Ethical criteria for investments

Over 200 criteria for ethical and ecological investment

More than 200 criteria are used in the ethical assessment of issuers, which are systematically analyzed for companies or countries.
The PRIME VALUES Ethics Committee’s strict assessment procedure has been continuously refined over the past 30 years. From the outset, a combination of exclusion and positive criteria has been used unchanged. The procedure is described in detail in the Eurosif Transparency Guideline.

Ethical criteria of the PRIME VALUES investment philosophy

The assessment of companies/issuers from an ethical perspective is based on clear exclusion criteria and ethics analysis in order to enable a selection of proactive companies.
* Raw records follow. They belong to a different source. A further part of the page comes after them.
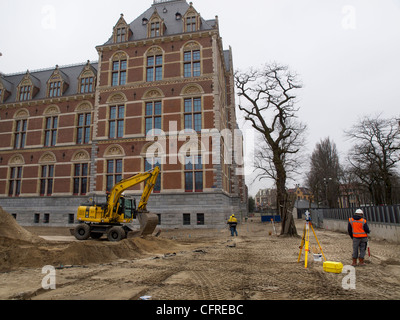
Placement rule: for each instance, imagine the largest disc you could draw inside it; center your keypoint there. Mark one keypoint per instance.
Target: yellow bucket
(333, 267)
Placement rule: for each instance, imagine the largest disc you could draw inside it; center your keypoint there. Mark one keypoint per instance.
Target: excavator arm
(116, 192)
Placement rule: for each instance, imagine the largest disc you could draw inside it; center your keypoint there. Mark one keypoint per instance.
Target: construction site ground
(186, 264)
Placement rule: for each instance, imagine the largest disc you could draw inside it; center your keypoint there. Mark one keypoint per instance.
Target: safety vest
(358, 228)
(232, 220)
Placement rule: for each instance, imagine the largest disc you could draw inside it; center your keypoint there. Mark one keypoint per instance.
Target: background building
(161, 94)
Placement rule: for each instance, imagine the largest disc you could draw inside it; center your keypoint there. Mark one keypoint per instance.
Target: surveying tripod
(306, 240)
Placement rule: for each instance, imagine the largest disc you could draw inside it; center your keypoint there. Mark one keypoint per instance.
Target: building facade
(160, 94)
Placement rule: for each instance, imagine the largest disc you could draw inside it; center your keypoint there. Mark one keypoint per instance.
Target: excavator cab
(127, 207)
(112, 218)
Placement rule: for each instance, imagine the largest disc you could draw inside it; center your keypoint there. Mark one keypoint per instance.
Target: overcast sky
(347, 53)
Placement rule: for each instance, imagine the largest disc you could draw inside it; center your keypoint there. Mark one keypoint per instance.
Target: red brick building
(161, 93)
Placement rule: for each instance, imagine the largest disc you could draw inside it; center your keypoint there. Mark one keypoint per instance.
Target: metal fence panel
(376, 214)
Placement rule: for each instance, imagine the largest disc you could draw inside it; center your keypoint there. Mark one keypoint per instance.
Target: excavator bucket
(148, 223)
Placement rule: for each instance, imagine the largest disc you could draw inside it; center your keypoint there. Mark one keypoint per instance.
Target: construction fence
(384, 221)
(376, 214)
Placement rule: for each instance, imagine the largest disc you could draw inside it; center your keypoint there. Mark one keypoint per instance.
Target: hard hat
(359, 212)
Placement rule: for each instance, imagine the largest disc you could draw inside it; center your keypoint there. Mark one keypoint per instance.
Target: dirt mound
(10, 229)
(16, 254)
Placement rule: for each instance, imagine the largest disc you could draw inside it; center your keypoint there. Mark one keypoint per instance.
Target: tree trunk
(285, 206)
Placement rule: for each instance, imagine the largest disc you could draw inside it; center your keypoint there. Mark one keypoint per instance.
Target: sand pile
(21, 249)
(10, 229)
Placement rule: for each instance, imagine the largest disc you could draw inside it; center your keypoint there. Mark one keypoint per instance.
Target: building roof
(70, 74)
(167, 10)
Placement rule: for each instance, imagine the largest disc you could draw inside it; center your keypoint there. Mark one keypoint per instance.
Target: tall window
(119, 73)
(20, 134)
(24, 93)
(155, 29)
(87, 85)
(154, 68)
(190, 24)
(121, 32)
(114, 173)
(192, 63)
(153, 115)
(55, 89)
(83, 128)
(151, 163)
(116, 123)
(50, 132)
(46, 180)
(193, 174)
(14, 189)
(81, 172)
(193, 114)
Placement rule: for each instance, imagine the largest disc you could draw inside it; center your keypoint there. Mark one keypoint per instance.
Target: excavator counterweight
(113, 217)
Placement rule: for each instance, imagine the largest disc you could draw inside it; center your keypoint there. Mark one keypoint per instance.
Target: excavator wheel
(82, 231)
(116, 234)
(148, 223)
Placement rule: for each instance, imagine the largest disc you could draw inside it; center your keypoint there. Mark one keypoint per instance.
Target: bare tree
(325, 171)
(271, 109)
(375, 155)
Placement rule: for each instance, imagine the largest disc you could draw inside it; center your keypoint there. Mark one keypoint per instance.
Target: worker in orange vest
(358, 230)
(232, 225)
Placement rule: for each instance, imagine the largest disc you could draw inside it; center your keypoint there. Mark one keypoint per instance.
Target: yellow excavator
(111, 218)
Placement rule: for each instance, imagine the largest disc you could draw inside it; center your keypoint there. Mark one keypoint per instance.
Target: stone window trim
(119, 69)
(155, 26)
(56, 85)
(121, 32)
(87, 80)
(15, 181)
(191, 60)
(154, 64)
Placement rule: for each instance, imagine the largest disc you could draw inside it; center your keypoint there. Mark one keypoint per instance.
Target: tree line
(368, 175)
(270, 106)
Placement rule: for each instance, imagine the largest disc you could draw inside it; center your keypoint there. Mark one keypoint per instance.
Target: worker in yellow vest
(232, 225)
(358, 230)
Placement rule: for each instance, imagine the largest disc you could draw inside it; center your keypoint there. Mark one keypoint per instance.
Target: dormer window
(25, 93)
(156, 26)
(87, 79)
(87, 85)
(5, 90)
(121, 34)
(27, 88)
(191, 20)
(57, 84)
(55, 89)
(191, 24)
(121, 31)
(155, 29)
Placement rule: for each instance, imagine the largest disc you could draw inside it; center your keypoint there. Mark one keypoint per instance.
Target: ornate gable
(156, 26)
(57, 84)
(28, 87)
(191, 20)
(121, 32)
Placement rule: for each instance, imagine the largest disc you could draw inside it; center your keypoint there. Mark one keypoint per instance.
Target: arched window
(191, 60)
(57, 84)
(154, 64)
(119, 69)
(121, 31)
(87, 79)
(191, 20)
(155, 26)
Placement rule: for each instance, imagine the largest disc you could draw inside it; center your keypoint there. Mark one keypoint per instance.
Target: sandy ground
(193, 265)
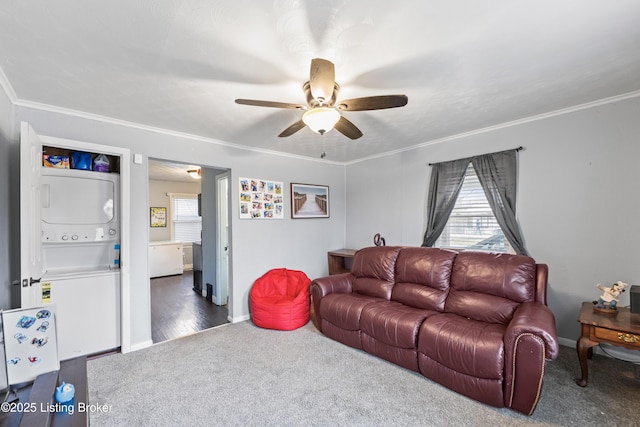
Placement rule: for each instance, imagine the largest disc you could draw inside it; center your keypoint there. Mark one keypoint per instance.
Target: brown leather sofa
(474, 322)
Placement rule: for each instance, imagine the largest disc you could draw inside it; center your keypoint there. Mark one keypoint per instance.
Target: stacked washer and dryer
(81, 258)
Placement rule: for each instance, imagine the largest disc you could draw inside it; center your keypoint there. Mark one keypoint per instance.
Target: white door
(30, 217)
(222, 189)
Investors’ capital is made available to issuers that promote the following principles:

  • Best possible protection and promotion of the interests of all stakeholders, including the protection of the natural environment
  • Reverence for human dignity and for life, taking into account the basis of life of all beings
  • Creating meaning for society and its development in an ethically positive direction

These principles are concretized in defined exclusion and positive criteria.

Exclusion criteria for sustainable companies:

Exclusion criteria are used for pre-selection and exclude issuers that do not meet the defined exclusion criteria (in accordance with the above-mentioned principles). If an issuer violates one or more exclusion criteria, it is not analyzed further. If the analysis reveals a violation of exclusion criteria, the security is excluded from the investment universe.
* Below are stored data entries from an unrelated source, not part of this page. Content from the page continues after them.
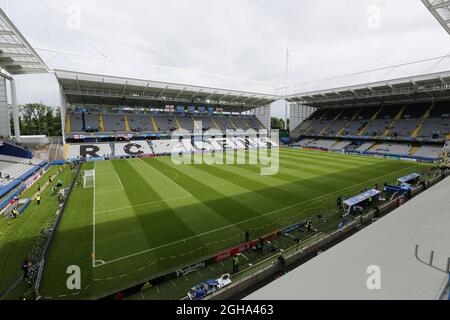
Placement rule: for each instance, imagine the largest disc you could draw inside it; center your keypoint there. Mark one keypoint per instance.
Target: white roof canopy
(440, 9)
(105, 90)
(16, 54)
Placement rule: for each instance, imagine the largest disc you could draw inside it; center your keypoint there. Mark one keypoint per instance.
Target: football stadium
(172, 190)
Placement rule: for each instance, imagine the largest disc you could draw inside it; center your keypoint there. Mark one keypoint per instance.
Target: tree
(39, 119)
(277, 124)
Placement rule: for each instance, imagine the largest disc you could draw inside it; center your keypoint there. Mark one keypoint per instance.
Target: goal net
(89, 179)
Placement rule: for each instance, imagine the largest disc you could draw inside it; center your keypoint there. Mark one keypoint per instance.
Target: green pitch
(145, 217)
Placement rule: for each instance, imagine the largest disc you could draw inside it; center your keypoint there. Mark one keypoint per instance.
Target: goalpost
(89, 179)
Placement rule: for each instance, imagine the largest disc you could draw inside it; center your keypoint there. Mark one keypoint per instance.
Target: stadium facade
(106, 116)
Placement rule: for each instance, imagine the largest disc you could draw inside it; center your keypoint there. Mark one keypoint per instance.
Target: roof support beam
(442, 4)
(180, 93)
(197, 93)
(124, 88)
(237, 97)
(15, 55)
(145, 89)
(163, 92)
(211, 95)
(19, 63)
(6, 33)
(11, 45)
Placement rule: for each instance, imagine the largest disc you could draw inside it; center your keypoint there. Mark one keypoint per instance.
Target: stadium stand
(391, 148)
(92, 122)
(88, 151)
(423, 221)
(137, 148)
(429, 151)
(114, 123)
(160, 147)
(414, 120)
(342, 145)
(322, 144)
(365, 146)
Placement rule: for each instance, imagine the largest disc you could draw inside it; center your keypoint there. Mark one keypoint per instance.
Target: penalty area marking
(253, 219)
(147, 204)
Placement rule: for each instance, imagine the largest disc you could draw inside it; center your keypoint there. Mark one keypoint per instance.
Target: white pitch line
(244, 256)
(143, 205)
(93, 223)
(173, 181)
(108, 191)
(254, 218)
(120, 181)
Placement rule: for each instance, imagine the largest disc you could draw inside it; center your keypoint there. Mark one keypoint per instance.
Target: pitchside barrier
(374, 154)
(234, 290)
(54, 229)
(332, 238)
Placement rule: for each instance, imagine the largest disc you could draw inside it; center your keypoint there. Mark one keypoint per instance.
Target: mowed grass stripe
(349, 175)
(193, 211)
(161, 216)
(231, 208)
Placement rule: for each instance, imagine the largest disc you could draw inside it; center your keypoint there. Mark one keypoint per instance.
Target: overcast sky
(245, 39)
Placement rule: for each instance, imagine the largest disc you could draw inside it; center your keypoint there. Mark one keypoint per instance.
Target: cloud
(237, 38)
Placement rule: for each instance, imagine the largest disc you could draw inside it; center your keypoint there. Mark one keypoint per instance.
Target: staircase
(154, 124)
(332, 121)
(427, 114)
(312, 124)
(346, 125)
(100, 123)
(127, 124)
(413, 150)
(216, 124)
(68, 128)
(374, 117)
(373, 147)
(178, 124)
(392, 124)
(416, 131)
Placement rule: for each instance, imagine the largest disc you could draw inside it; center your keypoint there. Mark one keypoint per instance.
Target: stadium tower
(17, 57)
(367, 113)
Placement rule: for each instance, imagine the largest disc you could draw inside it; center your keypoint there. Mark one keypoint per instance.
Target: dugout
(363, 200)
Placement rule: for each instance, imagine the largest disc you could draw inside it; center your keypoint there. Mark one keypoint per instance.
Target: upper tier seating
(365, 146)
(323, 144)
(92, 121)
(404, 127)
(429, 152)
(392, 148)
(15, 167)
(438, 128)
(116, 122)
(402, 121)
(342, 145)
(84, 151)
(140, 123)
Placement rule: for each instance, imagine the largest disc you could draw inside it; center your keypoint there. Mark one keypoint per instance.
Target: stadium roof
(440, 9)
(341, 272)
(422, 80)
(16, 54)
(106, 90)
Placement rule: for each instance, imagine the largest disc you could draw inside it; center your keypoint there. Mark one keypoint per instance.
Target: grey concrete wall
(5, 129)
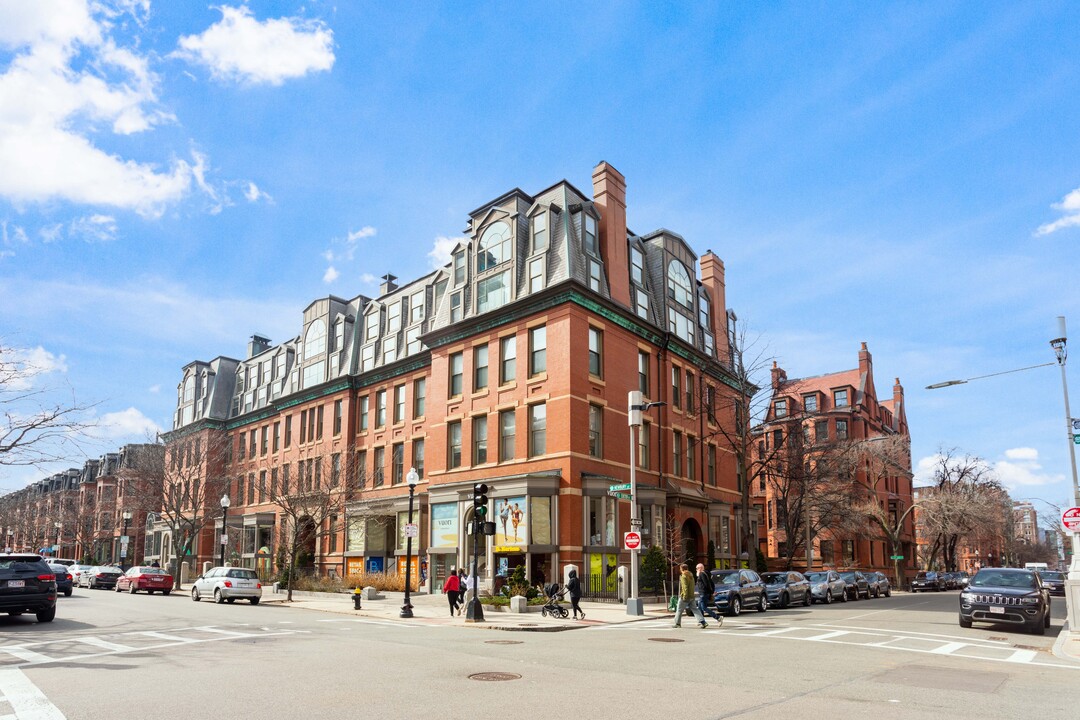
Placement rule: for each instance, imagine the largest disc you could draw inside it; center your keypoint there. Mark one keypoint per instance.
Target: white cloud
(440, 254)
(94, 228)
(1069, 205)
(253, 193)
(124, 423)
(66, 80)
(241, 49)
Positive criteria for ethical companies:

At the heart of every issuer analysis are the positive criteria. Thanks to these, issuers can be assessed from an ethical and sustainable perspective. A company can achieve a maximum of 100 points. To qualify for inclusion in the investment universe, a company must score at least 50 points. Various predicates are assigned to the points scale for better understanding:

<50 points: not justifiable – excluded
50-65 points: justifiable
66-80 points: positive
>81 points: high quality

The analysis from an ethical perspective focuses on five detailed questions for companies.
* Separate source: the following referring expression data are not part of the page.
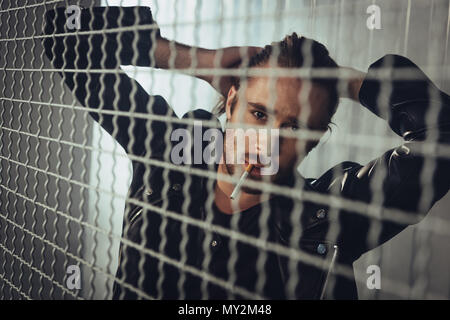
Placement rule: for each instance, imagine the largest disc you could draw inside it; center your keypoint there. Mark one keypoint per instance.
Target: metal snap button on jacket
(321, 213)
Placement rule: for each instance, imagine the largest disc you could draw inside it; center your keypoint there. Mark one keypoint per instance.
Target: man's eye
(258, 115)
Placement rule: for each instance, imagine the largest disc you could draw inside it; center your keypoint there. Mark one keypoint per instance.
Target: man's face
(287, 104)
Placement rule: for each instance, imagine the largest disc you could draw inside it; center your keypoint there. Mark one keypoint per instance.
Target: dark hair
(290, 53)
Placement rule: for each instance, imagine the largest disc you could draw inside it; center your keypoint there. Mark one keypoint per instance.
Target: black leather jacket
(329, 232)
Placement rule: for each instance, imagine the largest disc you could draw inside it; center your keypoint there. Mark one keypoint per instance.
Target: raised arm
(409, 178)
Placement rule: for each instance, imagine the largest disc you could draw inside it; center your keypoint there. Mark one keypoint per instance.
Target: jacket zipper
(330, 268)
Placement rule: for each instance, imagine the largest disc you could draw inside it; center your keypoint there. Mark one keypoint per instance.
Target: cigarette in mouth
(241, 181)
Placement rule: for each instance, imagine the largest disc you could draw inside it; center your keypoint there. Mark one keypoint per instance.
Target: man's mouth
(256, 171)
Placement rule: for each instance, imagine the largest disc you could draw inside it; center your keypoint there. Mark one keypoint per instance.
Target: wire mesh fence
(136, 164)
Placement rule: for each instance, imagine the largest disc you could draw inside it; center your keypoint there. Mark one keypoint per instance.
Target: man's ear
(231, 97)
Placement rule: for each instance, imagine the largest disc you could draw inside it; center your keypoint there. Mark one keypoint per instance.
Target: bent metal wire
(52, 198)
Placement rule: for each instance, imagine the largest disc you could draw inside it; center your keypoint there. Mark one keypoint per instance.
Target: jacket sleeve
(88, 58)
(407, 180)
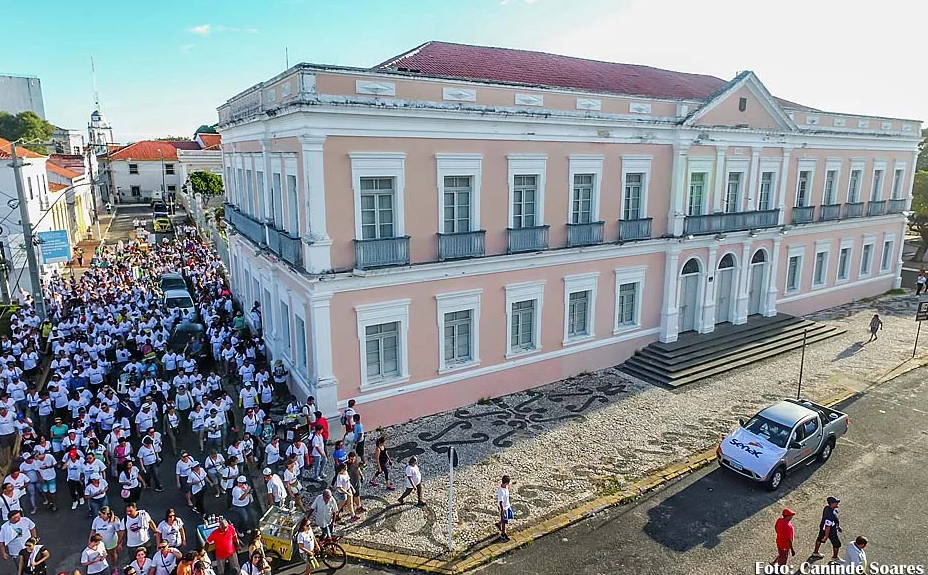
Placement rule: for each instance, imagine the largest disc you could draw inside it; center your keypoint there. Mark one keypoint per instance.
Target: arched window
(691, 266)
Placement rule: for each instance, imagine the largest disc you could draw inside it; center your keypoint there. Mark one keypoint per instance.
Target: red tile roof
(61, 171)
(20, 151)
(210, 141)
(507, 65)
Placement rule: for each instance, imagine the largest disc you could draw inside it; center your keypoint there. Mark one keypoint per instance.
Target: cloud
(207, 29)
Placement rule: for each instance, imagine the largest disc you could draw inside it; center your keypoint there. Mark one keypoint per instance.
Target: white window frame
(869, 240)
(805, 166)
(468, 165)
(902, 166)
(575, 284)
(823, 247)
(634, 275)
(699, 166)
(735, 166)
(528, 165)
(580, 164)
(856, 165)
(832, 165)
(379, 313)
(768, 165)
(878, 165)
(632, 164)
(380, 165)
(892, 249)
(451, 302)
(522, 292)
(846, 244)
(792, 252)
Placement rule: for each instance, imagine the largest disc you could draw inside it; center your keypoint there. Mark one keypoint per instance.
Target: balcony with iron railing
(588, 234)
(381, 252)
(245, 225)
(876, 207)
(853, 209)
(461, 245)
(803, 214)
(896, 206)
(631, 230)
(532, 239)
(730, 222)
(829, 212)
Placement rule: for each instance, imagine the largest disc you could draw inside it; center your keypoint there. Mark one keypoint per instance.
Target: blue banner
(55, 246)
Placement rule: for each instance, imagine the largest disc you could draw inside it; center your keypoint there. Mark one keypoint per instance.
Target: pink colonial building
(462, 222)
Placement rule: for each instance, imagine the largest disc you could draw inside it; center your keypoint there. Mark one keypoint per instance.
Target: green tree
(918, 219)
(206, 183)
(27, 126)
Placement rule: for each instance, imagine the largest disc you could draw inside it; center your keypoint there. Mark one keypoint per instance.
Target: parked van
(180, 298)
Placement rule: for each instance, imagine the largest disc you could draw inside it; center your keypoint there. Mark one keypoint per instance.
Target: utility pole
(34, 280)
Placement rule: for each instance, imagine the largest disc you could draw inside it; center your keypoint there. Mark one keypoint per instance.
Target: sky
(163, 68)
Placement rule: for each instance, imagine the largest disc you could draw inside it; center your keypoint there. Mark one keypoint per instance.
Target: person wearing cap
(829, 528)
(241, 499)
(784, 531)
(95, 492)
(276, 492)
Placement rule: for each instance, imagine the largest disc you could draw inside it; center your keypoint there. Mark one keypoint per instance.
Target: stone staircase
(696, 356)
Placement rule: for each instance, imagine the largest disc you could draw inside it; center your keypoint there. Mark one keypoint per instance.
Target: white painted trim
(524, 291)
(378, 313)
(625, 276)
(460, 165)
(490, 369)
(584, 164)
(581, 283)
(379, 165)
(636, 165)
(832, 289)
(528, 165)
(459, 301)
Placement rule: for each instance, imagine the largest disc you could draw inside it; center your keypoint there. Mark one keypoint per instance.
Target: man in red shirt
(784, 531)
(227, 544)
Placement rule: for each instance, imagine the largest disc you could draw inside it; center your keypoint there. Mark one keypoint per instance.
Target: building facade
(463, 222)
(20, 94)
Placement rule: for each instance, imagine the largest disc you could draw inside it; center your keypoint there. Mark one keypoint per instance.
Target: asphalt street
(66, 532)
(712, 522)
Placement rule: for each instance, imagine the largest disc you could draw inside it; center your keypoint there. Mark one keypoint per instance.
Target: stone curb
(655, 479)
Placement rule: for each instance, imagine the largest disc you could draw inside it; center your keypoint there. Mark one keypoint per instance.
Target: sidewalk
(574, 444)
The five ethical perspectives

Five ethical perspectives
Criteria
1. understanding of responsibility
a) Declared self-image
b) Profit orientation
c) Corporate governance
d) Management principles
e) Stakeholder concept and social commitment
2. offer (products and services)
a) Business model
b) Customer benefit
c) Consumer protection
d) Sense and legitimacy from a societal-social perspective
e) Sense and legitimacy from an ecological perspective
3. processes
a) Production
b) Customers
c) Employees
d) Suppliers
e) Management systems
4. protection of natural resources
a) Policy (environmental guideline)
b) Operational ecology
c) Value chain (from an ecological perspective)
d) Products (product ecology)
e) Innovation and proactivity
5. transparency and reputation
a) Image of the company
b) Information (information density, depth)
c) Controversies
d) Corruption, bribery
e) Reputation

Country assessment - Exclusion criteria government bonds

Exclusion criteria:

  • Military has nuclear weapons
  • Military budget in the past 5 years >2% of GDP and no ethically reflected defense policy (international treaties, etc.)
  • The death penalty is in its legal status
  • Lack of an ecologically sound energy policy (energy mix, use of nuclear energy, signing of COP 21, promotion of renewable energy sources, climate targets)
  • Inadequate human rights standards
  • Above-average exposure to corruption
  • Dictatorial government or non-democratically legitimized regime

Currently non-investable government bonds, including:
France, UK, USA, Finland, China

The country assessment is based exclusively on exclusion criteria and relates solely to government bonds (not to the companies operating in the respective countries).